Sellers also face a number of apparently hidden costs when moving on. Nelio Mendes,’s marketing manager, detail the sellers’ costs.

There are a few costs for a seller to factor in, and it’s best to establish the true cost of selling before putting one’s home on the market, just in case it turns out there is a lot more to be paid than expected, and there is a chance of losing too much in comparison to what is gained in profit, says Mendes. 

He lists the hidden costs:

1 Commission payable to the estate agent who has sold the property: This percentage is not set and is negotiated between the seller and the agent when the mandate is given.
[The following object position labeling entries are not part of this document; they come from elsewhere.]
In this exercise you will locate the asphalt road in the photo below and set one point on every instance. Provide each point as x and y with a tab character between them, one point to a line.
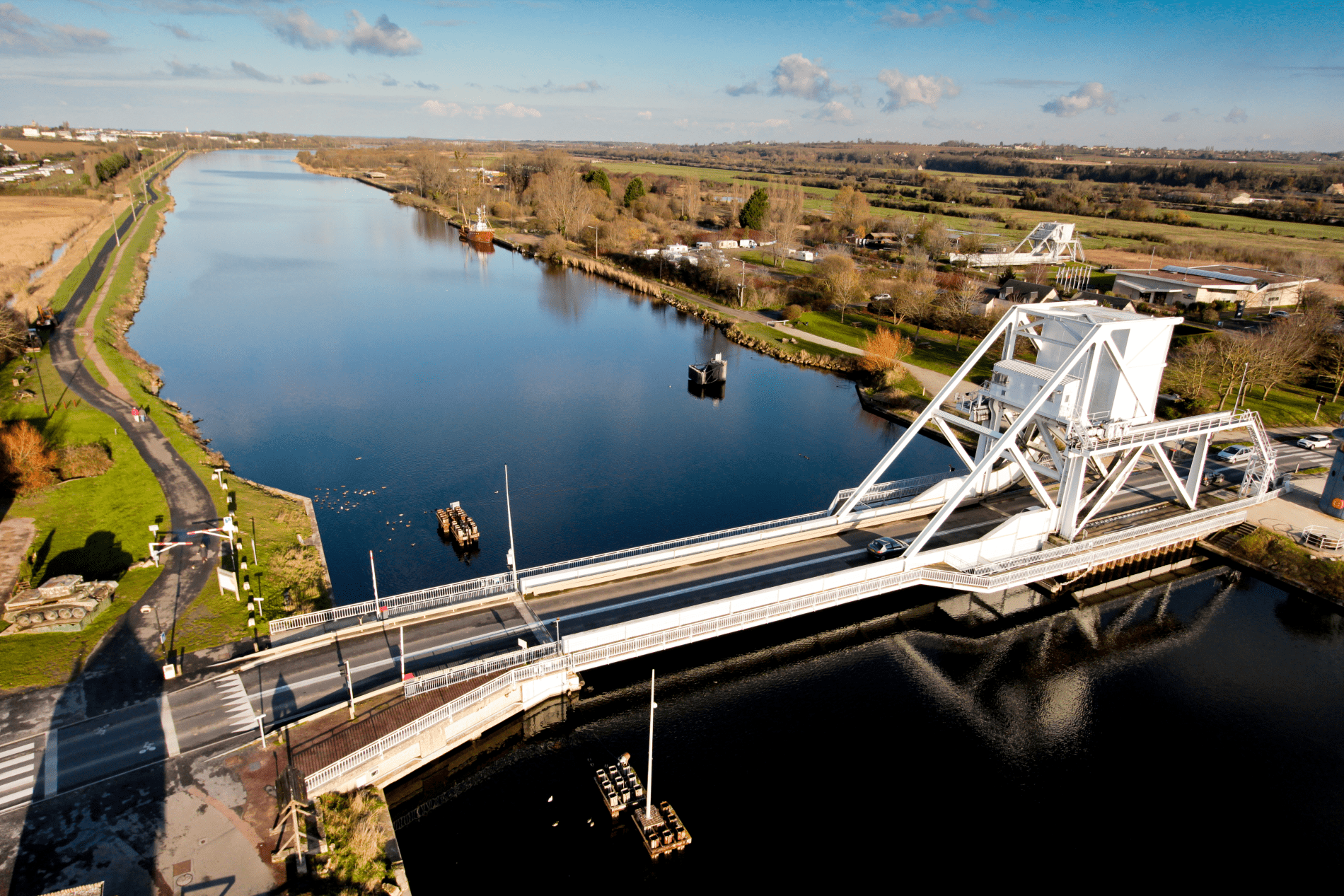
127	669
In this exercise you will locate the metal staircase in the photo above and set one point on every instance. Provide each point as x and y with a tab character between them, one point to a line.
1261	469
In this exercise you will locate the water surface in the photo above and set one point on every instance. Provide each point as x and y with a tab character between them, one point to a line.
340	346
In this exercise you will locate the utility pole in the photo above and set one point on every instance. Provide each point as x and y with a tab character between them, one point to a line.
509	509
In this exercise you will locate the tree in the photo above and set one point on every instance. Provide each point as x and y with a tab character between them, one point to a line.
851	210
963	300
885	349
27	458
635	190
564	200
755	210
842	280
785	216
598	179
1191	367
690	192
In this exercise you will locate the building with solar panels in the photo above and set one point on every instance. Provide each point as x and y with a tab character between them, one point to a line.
1175	285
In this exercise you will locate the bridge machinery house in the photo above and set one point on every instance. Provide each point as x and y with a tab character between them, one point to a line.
1175	285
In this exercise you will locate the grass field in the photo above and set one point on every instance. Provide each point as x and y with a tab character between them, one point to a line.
773	336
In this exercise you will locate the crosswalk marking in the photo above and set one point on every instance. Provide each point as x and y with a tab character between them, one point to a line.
18	774
237	703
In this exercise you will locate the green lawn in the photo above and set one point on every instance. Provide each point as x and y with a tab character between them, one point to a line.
49	660
791	267
773	334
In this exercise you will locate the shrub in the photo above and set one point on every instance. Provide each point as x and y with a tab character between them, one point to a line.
79	461
27	458
886	348
552	248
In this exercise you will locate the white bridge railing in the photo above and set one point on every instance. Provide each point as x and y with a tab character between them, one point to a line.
524	665
503	583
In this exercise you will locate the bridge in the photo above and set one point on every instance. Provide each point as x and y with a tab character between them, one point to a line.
1066	473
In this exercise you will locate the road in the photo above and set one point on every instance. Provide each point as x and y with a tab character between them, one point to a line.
127	668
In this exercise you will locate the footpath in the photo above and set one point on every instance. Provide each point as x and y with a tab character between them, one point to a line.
186	818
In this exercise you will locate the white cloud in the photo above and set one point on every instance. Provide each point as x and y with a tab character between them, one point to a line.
511	110
906	19
297	28
1090	95
188	70
27	37
248	71
910	91
835	112
383	38
796	76
945	15
182	34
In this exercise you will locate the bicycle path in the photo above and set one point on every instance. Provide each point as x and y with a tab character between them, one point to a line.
127	668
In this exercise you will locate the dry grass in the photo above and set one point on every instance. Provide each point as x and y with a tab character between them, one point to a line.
33	226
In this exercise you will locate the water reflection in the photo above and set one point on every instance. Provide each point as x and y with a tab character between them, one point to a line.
1029	688
566	296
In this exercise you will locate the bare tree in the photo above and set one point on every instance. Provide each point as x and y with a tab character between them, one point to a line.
842	280
961	304
785	216
851	210
564	200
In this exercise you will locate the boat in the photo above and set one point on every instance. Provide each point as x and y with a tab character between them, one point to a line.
618	785
659	827
458	525
480	230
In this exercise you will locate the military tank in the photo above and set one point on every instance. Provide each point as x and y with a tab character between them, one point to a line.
62	603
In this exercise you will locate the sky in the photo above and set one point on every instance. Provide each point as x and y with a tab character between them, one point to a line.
1230	74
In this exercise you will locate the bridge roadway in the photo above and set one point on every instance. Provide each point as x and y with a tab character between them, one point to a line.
286	688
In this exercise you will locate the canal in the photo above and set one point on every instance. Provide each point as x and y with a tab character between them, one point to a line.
339	346
344	347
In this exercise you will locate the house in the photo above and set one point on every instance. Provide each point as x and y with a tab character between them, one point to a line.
1117	303
1012	292
1176	285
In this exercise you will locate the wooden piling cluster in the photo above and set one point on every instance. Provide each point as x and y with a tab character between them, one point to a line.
1124	567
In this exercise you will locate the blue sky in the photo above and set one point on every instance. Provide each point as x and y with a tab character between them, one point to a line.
1156	74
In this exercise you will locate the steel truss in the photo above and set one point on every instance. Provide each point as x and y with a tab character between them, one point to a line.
1078	465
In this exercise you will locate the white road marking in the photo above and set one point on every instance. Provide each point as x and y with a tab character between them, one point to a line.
237	703
19	776
167	724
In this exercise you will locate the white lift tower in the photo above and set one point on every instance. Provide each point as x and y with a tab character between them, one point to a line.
1072	425
1048	243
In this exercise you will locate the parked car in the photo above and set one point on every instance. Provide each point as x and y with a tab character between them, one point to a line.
886	547
1236	453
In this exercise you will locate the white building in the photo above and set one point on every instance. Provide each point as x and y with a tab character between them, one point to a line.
1175	285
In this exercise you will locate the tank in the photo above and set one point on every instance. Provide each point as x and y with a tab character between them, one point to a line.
62	603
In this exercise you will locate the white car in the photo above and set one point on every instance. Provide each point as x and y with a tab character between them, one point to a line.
1236	453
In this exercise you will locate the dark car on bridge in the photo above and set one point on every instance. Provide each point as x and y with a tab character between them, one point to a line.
886	547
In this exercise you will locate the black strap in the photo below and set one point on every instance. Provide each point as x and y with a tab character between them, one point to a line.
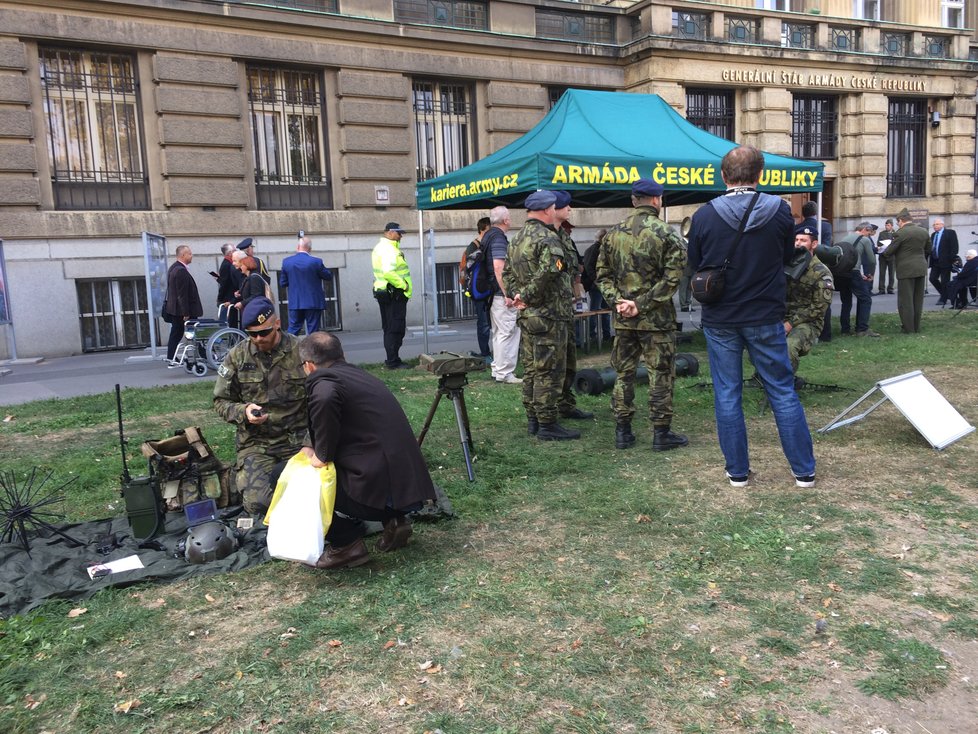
740	231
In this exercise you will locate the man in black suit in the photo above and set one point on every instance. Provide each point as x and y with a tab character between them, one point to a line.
944	248
182	300
356	422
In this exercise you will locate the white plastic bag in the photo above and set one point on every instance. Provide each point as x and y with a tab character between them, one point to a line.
295	519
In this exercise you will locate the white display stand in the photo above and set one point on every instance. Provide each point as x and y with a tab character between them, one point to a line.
921	404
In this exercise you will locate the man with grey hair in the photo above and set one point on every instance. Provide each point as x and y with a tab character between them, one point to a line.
502	313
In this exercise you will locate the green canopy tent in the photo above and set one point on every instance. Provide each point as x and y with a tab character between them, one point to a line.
595	145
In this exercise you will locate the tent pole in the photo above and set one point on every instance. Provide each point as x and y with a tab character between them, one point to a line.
424	288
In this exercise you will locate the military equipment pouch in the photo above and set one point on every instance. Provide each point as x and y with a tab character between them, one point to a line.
144	507
188	471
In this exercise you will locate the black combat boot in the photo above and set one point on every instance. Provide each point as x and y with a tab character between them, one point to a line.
624	438
664	439
556	432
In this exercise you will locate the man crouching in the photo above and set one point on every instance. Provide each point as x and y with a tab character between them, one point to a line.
357	423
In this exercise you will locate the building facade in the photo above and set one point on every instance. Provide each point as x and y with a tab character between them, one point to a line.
207	122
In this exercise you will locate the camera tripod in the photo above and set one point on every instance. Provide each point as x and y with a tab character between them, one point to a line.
452	385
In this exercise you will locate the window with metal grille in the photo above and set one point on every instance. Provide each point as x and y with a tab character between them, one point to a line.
451	13
91	108
442	127
797	35
451	302
711	110
895	44
327	6
331	319
694	26
844	39
113	314
905	147
936	47
581	27
742	30
287	115
814	127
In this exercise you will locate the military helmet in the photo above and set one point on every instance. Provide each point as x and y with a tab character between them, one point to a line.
210	541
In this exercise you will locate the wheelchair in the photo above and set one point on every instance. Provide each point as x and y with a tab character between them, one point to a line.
205	343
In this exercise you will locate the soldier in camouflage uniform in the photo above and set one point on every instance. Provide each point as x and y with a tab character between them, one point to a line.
537	277
809	296
567	405
263	373
639	266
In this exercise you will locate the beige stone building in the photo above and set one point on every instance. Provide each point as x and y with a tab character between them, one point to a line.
207	122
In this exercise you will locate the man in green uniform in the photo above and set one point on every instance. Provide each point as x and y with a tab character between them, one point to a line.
809	296
261	389
536	275
639	266
567	405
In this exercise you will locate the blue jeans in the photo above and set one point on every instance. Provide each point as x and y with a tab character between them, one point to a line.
768	350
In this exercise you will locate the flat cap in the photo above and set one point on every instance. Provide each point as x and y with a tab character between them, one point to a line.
258	311
540	200
806	229
647	187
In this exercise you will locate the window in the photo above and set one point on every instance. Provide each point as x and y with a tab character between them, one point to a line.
814	127
331	318
866	9
952	13
451	13
287	132
711	110
797	35
695	26
589	28
905	143
895	44
844	39
113	314
94	137
743	30
443	127
451	302
936	47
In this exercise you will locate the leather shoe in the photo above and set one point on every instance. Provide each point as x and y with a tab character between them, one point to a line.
556	432
577	414
624	438
354	554
664	439
396	532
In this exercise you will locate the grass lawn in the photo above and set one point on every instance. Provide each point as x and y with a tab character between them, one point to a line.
579	588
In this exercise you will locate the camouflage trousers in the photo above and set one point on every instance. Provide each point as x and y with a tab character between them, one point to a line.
543	352
255	475
800	342
659	350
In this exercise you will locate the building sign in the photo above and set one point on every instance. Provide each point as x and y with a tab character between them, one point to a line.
806	80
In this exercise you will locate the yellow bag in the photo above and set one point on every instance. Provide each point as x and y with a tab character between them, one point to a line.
295	529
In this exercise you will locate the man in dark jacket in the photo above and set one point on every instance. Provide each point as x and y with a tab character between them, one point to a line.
750	315
357	423
182	300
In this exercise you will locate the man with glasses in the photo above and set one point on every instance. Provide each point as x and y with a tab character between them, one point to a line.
261	389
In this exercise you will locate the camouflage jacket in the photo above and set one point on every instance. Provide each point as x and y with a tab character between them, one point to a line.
274	381
810	295
537	269
642	260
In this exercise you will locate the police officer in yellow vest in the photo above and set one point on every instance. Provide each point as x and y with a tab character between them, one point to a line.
392	289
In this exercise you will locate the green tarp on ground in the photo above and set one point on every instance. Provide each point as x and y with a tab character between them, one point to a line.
594	145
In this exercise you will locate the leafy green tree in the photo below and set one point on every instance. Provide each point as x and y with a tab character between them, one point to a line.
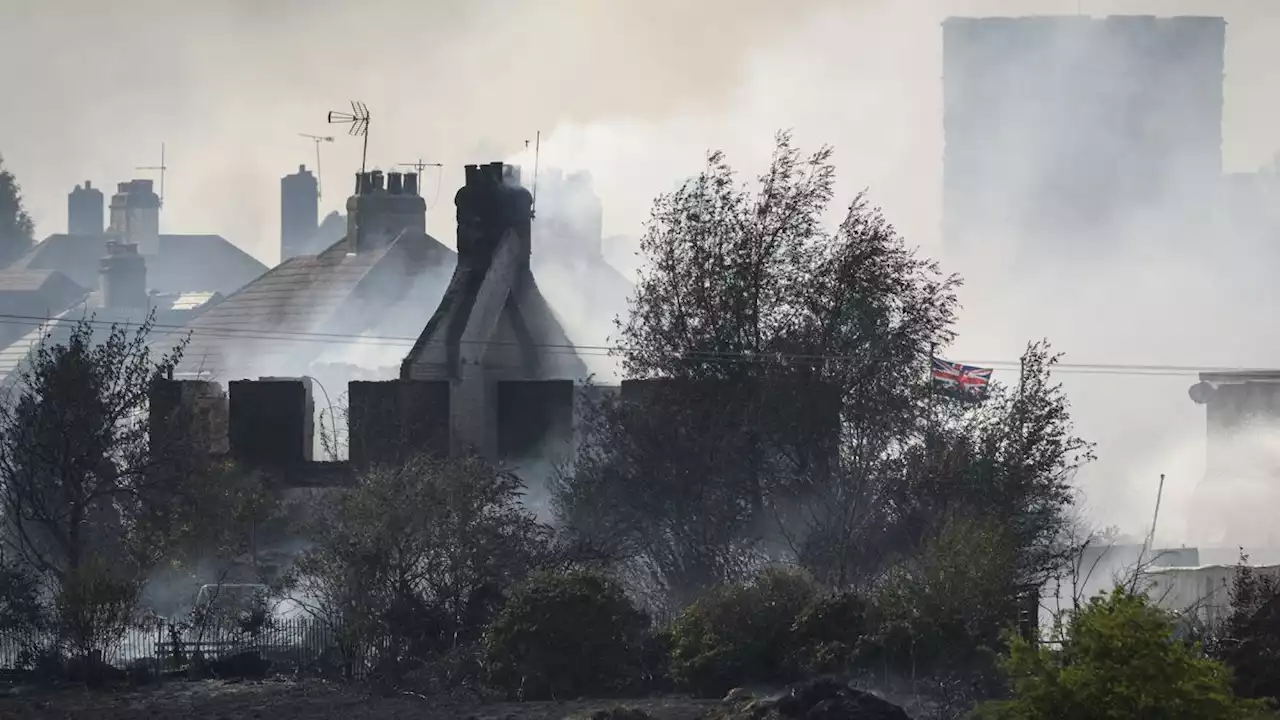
416	559
794	418
16	224
1248	642
88	499
565	636
737	634
1119	660
80	478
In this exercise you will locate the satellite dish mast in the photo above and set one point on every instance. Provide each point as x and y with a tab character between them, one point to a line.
538	147
359	121
161	167
318	140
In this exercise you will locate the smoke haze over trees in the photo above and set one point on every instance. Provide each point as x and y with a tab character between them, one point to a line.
757	318
16	224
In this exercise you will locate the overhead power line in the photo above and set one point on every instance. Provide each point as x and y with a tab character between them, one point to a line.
604	350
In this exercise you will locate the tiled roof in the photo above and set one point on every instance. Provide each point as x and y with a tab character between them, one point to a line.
13	355
289	315
16	279
184	261
59	327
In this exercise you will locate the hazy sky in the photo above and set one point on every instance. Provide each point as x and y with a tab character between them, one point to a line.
635	91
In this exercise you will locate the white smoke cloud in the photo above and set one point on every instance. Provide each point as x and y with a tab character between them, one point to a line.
636	92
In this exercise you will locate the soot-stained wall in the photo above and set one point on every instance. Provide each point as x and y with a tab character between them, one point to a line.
192	413
393	419
534	418
272	422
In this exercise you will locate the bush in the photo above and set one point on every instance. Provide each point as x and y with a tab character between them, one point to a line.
1119	660
1248	641
740	634
566	636
833	634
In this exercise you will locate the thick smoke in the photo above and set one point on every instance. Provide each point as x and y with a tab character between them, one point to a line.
636	92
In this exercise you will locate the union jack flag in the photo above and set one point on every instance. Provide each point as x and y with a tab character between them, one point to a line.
960	378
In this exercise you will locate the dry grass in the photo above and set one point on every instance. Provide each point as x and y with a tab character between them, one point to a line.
306	700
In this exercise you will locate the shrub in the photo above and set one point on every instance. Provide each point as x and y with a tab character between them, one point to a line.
835	633
740	633
1119	660
566	636
1248	641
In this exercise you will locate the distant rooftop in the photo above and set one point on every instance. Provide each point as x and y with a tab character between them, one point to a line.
184	261
1243	376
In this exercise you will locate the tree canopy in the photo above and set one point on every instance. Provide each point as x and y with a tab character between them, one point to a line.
16	226
1119	660
791	413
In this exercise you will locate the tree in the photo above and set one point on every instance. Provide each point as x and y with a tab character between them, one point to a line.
1119	660
1248	642
416	559
794	418
81	481
743	633
16	224
88	497
566	634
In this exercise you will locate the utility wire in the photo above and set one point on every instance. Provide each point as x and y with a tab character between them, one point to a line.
604	350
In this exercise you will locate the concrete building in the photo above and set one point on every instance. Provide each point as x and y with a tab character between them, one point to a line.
493	323
118	272
1242	461
315	309
136	215
120	297
177	263
490	369
1061	132
85	210
300	210
1198	592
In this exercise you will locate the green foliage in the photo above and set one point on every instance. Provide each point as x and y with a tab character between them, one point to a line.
78	475
22	611
565	636
945	610
759	319
417	559
16	224
1248	642
94	607
835	634
740	634
1119	660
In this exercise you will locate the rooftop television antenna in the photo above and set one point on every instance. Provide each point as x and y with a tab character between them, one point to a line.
538	147
161	167
420	165
318	140
359	121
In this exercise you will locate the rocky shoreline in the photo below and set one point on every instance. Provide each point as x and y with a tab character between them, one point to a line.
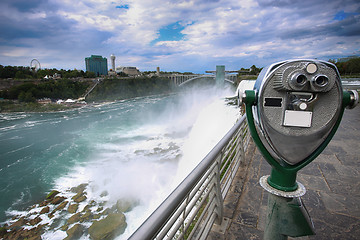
70	215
This figure is often questioned, but this is to cover the agent’s marketing of the property and the fee for facilitating the deal.

2 Capital Gains Tax: The seller might have to pay this case if the property is not his primary residence or if it was registered in a company’s name rather than that of a natural person.

3 Clearance certificates: A full inspection of the property is always advised to get the necessary clearance certificates. The seller can pay companies who specialise in this as it saves time. 

Clearance certificates that will be called for to transfer the property are
  • Electrical compliance.
  • Water compliance.
  • Gas installations.
  • Electric fencing (installed, altered, or where ownership of the property has changed after  October 1 2012).
  • Beetle clearance certificates are not mandatory by law, but most banks will not grant a bond on the property if this certificate is not obtained.
Repair budget: In addition to the inspection of the property, the seller should have a repair budget set aside in case it is found certain repairs need to be done before the 
compliance certificates can be issued.

5 Rates clearance certificate: The seller will have to get a rates clearance certificate on the property being sold. In order to do this, he will be asked to pay up to six months rates upfront. If the transfer goes through before this, the municipality gives a pro rata refund. 

“This can be a hefty amount,” says Mendes, “and sellers must make sure they have enough funds set aside to pay this bill.”

6 A lost title deed or one that has errors on it: The seller will be liable for the costs of rectifying the problem, and this would be done via the conveyancing attorney.

7 If you cancel the bond: Sellers must also remember to notify their banks of their intention to cancel the bond, giving three months’ notice, or the bank will charge a cancellation penalty fee.

All of the above can be pre-empted by both buyer or seller. If everyone has prepared themselves fully beforehand, any extra costs will not end up a disaster in terms of the budget, says Mendes.